Recently, the 25% decline in Bitcoin's price has caught the attention of institutional investors. Since the beginning of October, Bitcoin has dropped to a level of $91,000, completely shifting the risk perception in the options market. A sharp reversal is observed from the popular $140,000 call positions of last year to today's $85,000 put side.
Data from Deribit shows that the open interest level for the $140,000 call position, which had long been around $2 billion, has fallen to $1.63 billion. Meanwhile, the $85,000 put option has reached the top with an open interest of $2.05 billion. This indicates that investors are heavily favoring put options to hedge against price declines.
Additionally, put positions at the $80,000 and $90,000 levels have surpassed the volume of the $140,000 calls.
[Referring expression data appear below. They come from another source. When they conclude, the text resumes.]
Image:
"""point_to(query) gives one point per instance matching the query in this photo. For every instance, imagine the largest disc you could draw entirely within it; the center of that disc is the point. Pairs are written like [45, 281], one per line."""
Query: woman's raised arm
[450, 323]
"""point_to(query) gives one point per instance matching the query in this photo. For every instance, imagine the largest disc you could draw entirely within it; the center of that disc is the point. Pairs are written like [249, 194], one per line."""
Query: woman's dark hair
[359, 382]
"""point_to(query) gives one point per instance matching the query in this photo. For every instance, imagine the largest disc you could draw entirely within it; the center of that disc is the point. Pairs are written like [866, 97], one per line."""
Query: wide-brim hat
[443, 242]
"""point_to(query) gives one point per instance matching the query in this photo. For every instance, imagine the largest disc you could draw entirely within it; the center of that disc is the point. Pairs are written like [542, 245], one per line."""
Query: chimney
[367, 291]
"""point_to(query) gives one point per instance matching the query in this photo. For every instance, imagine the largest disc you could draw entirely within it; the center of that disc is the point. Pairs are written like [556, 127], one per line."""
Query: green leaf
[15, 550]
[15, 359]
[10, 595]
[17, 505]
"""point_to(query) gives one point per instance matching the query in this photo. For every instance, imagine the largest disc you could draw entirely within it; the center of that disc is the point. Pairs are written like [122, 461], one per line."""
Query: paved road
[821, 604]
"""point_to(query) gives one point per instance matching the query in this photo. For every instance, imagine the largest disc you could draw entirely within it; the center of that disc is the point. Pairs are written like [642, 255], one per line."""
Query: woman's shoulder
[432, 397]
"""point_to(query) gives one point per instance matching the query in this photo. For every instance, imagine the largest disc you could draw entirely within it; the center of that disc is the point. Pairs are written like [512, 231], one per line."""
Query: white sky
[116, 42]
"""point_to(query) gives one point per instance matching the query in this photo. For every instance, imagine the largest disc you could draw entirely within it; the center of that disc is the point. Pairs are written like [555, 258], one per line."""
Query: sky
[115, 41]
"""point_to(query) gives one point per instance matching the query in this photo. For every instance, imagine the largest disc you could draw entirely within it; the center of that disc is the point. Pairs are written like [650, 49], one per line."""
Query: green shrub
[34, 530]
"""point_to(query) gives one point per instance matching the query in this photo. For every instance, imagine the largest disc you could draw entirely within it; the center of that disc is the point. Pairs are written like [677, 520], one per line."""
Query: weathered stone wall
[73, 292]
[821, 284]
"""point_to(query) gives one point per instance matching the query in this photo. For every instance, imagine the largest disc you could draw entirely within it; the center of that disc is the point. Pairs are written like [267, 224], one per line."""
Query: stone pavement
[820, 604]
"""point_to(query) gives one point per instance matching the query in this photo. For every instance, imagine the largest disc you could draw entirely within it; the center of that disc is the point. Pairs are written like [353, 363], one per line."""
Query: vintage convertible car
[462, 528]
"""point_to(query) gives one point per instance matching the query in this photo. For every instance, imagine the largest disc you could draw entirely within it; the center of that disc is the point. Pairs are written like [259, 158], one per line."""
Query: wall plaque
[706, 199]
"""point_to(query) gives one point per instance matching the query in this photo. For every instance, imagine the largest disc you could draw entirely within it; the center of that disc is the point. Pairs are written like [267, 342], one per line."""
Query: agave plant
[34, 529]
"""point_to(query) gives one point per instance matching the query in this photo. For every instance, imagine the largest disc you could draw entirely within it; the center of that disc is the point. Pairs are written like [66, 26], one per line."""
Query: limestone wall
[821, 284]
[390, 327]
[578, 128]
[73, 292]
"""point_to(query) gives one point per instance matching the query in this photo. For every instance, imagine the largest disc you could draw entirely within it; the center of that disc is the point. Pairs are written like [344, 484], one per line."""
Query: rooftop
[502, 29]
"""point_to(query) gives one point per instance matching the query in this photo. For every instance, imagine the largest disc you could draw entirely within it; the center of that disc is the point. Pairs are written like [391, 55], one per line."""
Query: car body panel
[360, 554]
Deribit executives note that particularly the put options in the short-term range between $84,000 and $80,000 have seen high volumes, and they expect volatility to increase as the year-end approaches.
A similar trend is observed in decentralized options platforms as well. According to the research team at Derive.xyz, there has been a significant accumulation at the $80,000 level for options that expire on December 26. Signs of weakness in the U.S. labor market and the possibility of a rate cut in December are reducing investors' risk appetite. This uncertainty is leading to a cautious approach in the options market.
The market indicates that extreme fear levels are signaling a bottom approach. The Fear and Greed Index has fallen to 15, while the RSI indicator is nearing the 30 level. Furthermore, wallets holding over 1,000 Bitcoins have been observed making significant purchases in the past week, suggesting that large investors are looking to take advantage of the low prices.